Jeff Staddon is a full time software developer living near Chattanooga, TN. USA


Jeff’s Book Recommendations:

Probably due to it’s title, The Effective Executive, this book is amost unknown inside of IT. However, I found it to be very useful. (It’s really about being a effective knowledge worker.) While aimed at management most of the content is applicable to any IT role.


9 Responses to “Is Leadership a Programming Skill?”

  1. Patrick Burt Says:

    I’m still perplexed as to why your article on reddit was voted down. Maybe it’s a touchy subject for programmers? Maybe it’s denial? Who knows.

    Another key skill to add to that list is communication. If you can’t communicate what it is your doing at any particular time in lamens terms to.. a higher-up, or someone beneath you, the road can only get rockier.

  2. Tony Says:

    Sometimes people vote articles down without even reading them. There’s a certain degree of luck involved during the time right after the submission to many social news sites.

    Leadership is important in the programming field, as long as it doesn’t come from a pointy hair boss.

  3. Keith Sader Says:

    I think leadership within programmer organizations is a tricky proposition. Most programmers I’ve encountered tend to hate leadership that is appointed within the team from outside. However these same people can easily tell you who knows the most about the project and,in most cases, it tends not to be the appointee.

    As Joel Spolsky has said, in relation to leading programmers, “be an authority, not an authority figure”.

  4. Anon Says:

    One of the problems with this very good way of working is that it takes time away from completing deadlines on time.

  5. Arjan Zuidhof Says:

    I agree with Tony here. Submitted some articles myself, where the luck factor really seemed relevant. Reddit is also very confined to a certain niche of people, if you have Haskell, Lisp, or Paul Graham in the title you can be sure it’s voted up. Or maybe that’s just my prejudice

  6. Wynand Winterbach Says:

    I don’t know if this is flame-bait. If it is, I humbly apologize – sometimes it’s kind of hard to judge what others will think.
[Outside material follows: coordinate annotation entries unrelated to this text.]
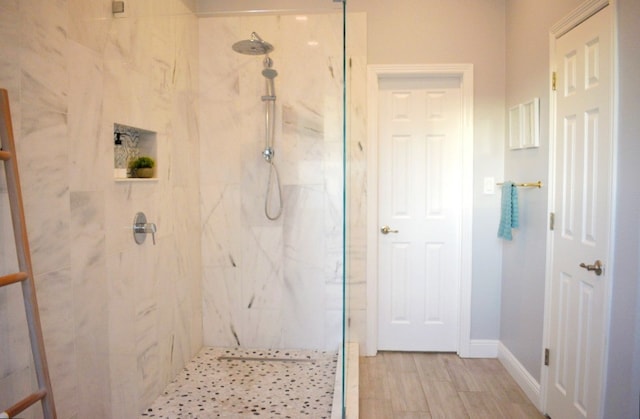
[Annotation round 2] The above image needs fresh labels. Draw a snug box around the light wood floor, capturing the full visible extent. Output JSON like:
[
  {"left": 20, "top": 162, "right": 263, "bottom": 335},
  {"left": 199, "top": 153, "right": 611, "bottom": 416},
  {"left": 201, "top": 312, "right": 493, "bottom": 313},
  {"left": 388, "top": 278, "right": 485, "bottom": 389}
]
[{"left": 360, "top": 352, "right": 544, "bottom": 419}]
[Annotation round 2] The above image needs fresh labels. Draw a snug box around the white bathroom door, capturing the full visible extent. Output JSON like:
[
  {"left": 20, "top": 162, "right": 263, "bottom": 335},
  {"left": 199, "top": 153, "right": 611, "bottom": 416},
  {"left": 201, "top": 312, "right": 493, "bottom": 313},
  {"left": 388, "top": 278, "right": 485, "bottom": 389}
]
[
  {"left": 378, "top": 76, "right": 462, "bottom": 352},
  {"left": 546, "top": 7, "right": 613, "bottom": 419}
]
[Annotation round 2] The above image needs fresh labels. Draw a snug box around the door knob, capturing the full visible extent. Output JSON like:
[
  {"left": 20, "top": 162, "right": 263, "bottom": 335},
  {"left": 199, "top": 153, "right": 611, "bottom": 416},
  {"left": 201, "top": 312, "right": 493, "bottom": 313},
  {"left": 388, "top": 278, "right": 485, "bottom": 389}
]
[
  {"left": 580, "top": 260, "right": 602, "bottom": 276},
  {"left": 380, "top": 226, "right": 398, "bottom": 234}
]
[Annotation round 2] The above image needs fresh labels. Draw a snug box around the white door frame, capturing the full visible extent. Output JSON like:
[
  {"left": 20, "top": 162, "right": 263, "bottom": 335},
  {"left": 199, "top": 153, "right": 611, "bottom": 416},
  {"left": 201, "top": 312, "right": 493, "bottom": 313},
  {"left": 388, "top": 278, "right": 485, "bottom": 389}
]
[
  {"left": 364, "top": 64, "right": 473, "bottom": 357},
  {"left": 539, "top": 0, "right": 618, "bottom": 417}
]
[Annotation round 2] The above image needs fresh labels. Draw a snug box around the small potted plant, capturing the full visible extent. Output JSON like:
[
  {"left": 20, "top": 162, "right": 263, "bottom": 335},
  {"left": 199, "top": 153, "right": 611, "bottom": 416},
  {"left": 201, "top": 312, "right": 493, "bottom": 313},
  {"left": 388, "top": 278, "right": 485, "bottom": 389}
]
[{"left": 129, "top": 156, "right": 156, "bottom": 178}]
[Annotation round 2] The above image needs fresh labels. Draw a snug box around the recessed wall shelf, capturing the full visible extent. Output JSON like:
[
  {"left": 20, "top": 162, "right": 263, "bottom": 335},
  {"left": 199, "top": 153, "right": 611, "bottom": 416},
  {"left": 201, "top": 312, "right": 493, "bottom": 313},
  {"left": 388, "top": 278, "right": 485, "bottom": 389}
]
[
  {"left": 113, "top": 123, "right": 158, "bottom": 181},
  {"left": 509, "top": 98, "right": 540, "bottom": 150}
]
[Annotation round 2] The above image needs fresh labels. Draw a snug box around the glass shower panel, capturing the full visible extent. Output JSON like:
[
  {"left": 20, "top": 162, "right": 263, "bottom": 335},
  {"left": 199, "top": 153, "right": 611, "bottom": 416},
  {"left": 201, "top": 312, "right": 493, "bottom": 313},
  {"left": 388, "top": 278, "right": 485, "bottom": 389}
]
[{"left": 199, "top": 0, "right": 347, "bottom": 416}]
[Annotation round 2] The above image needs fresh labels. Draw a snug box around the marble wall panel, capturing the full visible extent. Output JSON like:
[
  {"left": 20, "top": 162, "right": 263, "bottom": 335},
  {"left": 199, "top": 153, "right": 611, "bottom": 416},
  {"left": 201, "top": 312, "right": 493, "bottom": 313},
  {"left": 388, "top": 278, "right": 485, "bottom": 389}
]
[{"left": 0, "top": 0, "right": 202, "bottom": 418}]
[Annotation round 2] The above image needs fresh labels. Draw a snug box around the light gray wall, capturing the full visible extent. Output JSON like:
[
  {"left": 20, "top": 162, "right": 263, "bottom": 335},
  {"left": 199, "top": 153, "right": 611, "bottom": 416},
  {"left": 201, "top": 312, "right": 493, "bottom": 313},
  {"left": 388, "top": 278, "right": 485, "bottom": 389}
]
[
  {"left": 604, "top": 0, "right": 640, "bottom": 418},
  {"left": 347, "top": 0, "right": 505, "bottom": 339},
  {"left": 500, "top": 0, "right": 581, "bottom": 381}
]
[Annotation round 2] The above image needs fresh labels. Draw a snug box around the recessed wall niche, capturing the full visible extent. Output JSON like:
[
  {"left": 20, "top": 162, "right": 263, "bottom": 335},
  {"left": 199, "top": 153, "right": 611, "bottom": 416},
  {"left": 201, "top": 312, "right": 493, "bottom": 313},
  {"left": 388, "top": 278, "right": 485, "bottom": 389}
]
[
  {"left": 509, "top": 98, "right": 540, "bottom": 150},
  {"left": 113, "top": 123, "right": 158, "bottom": 180}
]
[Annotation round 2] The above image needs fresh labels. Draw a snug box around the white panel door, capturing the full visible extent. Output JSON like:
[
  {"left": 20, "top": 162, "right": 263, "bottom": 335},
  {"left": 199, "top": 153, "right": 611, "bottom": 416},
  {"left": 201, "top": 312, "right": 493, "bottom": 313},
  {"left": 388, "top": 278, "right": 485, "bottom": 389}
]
[
  {"left": 378, "top": 76, "right": 462, "bottom": 351},
  {"left": 547, "top": 7, "right": 612, "bottom": 419}
]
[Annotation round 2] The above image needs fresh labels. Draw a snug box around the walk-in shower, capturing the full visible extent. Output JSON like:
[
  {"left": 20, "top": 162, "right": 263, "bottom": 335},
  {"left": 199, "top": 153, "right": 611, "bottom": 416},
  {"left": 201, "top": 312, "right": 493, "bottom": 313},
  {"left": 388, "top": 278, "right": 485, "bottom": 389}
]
[{"left": 232, "top": 32, "right": 282, "bottom": 220}]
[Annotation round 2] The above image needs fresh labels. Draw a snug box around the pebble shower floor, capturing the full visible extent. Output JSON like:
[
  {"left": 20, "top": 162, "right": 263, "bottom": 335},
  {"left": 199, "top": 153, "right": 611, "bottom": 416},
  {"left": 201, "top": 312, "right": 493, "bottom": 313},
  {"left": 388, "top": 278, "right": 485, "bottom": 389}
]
[{"left": 141, "top": 348, "right": 338, "bottom": 419}]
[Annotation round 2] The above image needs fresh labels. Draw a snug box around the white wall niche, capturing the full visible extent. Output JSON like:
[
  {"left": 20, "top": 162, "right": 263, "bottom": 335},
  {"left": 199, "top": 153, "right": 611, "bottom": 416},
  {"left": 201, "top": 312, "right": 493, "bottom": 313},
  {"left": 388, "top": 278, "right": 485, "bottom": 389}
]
[
  {"left": 509, "top": 98, "right": 540, "bottom": 150},
  {"left": 113, "top": 123, "right": 158, "bottom": 181}
]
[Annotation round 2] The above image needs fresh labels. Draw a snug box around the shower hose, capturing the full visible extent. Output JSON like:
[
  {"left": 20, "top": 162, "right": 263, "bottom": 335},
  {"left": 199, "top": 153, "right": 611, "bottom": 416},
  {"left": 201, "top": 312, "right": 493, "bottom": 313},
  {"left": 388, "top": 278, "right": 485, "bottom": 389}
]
[{"left": 264, "top": 160, "right": 282, "bottom": 221}]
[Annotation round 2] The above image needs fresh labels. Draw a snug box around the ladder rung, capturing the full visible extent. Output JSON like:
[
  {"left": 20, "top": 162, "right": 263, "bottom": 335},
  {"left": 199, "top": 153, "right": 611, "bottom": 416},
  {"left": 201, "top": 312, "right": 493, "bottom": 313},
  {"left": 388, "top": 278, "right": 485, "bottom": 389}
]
[
  {"left": 0, "top": 272, "right": 28, "bottom": 287},
  {"left": 0, "top": 389, "right": 47, "bottom": 418}
]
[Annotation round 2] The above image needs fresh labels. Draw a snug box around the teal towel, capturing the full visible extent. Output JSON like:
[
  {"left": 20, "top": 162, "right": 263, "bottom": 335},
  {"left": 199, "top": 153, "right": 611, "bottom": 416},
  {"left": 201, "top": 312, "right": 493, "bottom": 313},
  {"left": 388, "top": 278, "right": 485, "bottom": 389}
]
[{"left": 498, "top": 181, "right": 519, "bottom": 240}]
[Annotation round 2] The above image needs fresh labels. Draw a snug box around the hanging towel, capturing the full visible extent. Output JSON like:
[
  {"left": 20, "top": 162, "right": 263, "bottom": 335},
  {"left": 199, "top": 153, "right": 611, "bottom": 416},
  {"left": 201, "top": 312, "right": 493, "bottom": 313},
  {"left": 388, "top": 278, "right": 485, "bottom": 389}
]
[{"left": 498, "top": 181, "right": 519, "bottom": 240}]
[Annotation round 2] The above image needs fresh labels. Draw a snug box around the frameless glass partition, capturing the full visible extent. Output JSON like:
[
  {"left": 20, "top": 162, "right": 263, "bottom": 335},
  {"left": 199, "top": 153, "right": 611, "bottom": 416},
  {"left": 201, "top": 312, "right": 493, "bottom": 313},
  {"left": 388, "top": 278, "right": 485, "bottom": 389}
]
[{"left": 198, "top": 0, "right": 364, "bottom": 417}]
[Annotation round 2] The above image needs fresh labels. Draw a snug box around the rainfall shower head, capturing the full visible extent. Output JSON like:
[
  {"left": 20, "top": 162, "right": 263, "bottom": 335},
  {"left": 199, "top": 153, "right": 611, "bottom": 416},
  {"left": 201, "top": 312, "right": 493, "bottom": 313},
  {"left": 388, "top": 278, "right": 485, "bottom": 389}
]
[
  {"left": 262, "top": 68, "right": 278, "bottom": 80},
  {"left": 231, "top": 32, "right": 273, "bottom": 55}
]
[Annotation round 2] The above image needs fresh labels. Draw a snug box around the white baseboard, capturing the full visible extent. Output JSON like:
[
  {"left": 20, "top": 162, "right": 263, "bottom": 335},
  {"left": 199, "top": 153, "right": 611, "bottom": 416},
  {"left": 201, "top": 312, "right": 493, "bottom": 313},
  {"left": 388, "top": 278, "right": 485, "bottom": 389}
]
[
  {"left": 466, "top": 339, "right": 500, "bottom": 358},
  {"left": 498, "top": 342, "right": 541, "bottom": 409}
]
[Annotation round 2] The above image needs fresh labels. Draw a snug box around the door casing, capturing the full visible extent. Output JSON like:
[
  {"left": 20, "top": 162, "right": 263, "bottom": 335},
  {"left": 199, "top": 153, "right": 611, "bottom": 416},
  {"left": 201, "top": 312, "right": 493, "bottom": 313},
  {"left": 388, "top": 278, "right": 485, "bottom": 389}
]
[
  {"left": 539, "top": 0, "right": 617, "bottom": 417},
  {"left": 364, "top": 64, "right": 473, "bottom": 357}
]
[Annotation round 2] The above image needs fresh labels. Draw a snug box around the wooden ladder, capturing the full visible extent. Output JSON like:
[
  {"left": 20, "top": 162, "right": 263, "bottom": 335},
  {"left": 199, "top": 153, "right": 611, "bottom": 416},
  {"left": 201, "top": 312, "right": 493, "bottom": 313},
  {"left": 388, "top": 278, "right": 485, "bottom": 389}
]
[{"left": 0, "top": 89, "right": 56, "bottom": 419}]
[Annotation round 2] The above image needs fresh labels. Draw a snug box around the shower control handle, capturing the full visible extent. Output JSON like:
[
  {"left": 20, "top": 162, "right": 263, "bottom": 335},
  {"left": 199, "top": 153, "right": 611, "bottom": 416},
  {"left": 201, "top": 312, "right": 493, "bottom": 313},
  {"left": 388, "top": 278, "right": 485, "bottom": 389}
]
[{"left": 133, "top": 212, "right": 158, "bottom": 245}]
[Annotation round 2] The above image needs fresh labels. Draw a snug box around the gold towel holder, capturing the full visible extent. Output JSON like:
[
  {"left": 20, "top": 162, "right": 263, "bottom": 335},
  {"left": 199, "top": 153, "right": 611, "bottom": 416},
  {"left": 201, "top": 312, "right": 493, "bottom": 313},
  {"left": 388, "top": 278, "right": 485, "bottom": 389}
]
[{"left": 496, "top": 180, "right": 542, "bottom": 189}]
    I have a knee-jerk reaction against the word “leadership”. For me, the word is synonymous with “power”. I never could understand why we call people “managers” and “bosses”, because clearly (in my world, however far removed it may be from the Real World) their jobs are to make sure that we can do ours better and not to wield power over us.

    When I hear someone talk about his “leadership”, I always think of some CEO type standing next to a product saying “yup, I’m responsible for all this” as if the highly skilled engineers had nothing to do with it.

    Another reason why I don’t like the word, is because a “leader” is one person who gets to decide what others do. Maybe our companies are just too big for tree-like hierarchies to work.

    So there is my rant (pointless as it may be). I want another word which does not connote power.

  7. Top Posts « Says:

    […] Is Leadership a Programming Skill? The other day I posted an article on leadership to  Within minutes it had been voted down.  […] […]

  8. Bago Says:

    Well, it seems from the posts that the general consensus is that developers are skeptical about leadership. My perspective is that developers are intrinsically leaders. That is why we are notorious for having giant egos about code. A programmer is the leader of a set of resources. He or she issues commands and enforces plans revolving around that set to achieve goals. Thats why we care about things like security, traceability, accountability, etc… For instance, you never thought about proof of correctness as a management tool. But, you’ve got to prove your stuff works otherwise the big boss is going to be pissed. Programmers are leaders of computers and have accountability, authority, and power. Now, we might not like other leaders thrust upon us (or peer-level programmers usurping our authority), but thats all related to skills and politics. It all reduces to the fact that we are leaders, and better leaders make better programmers.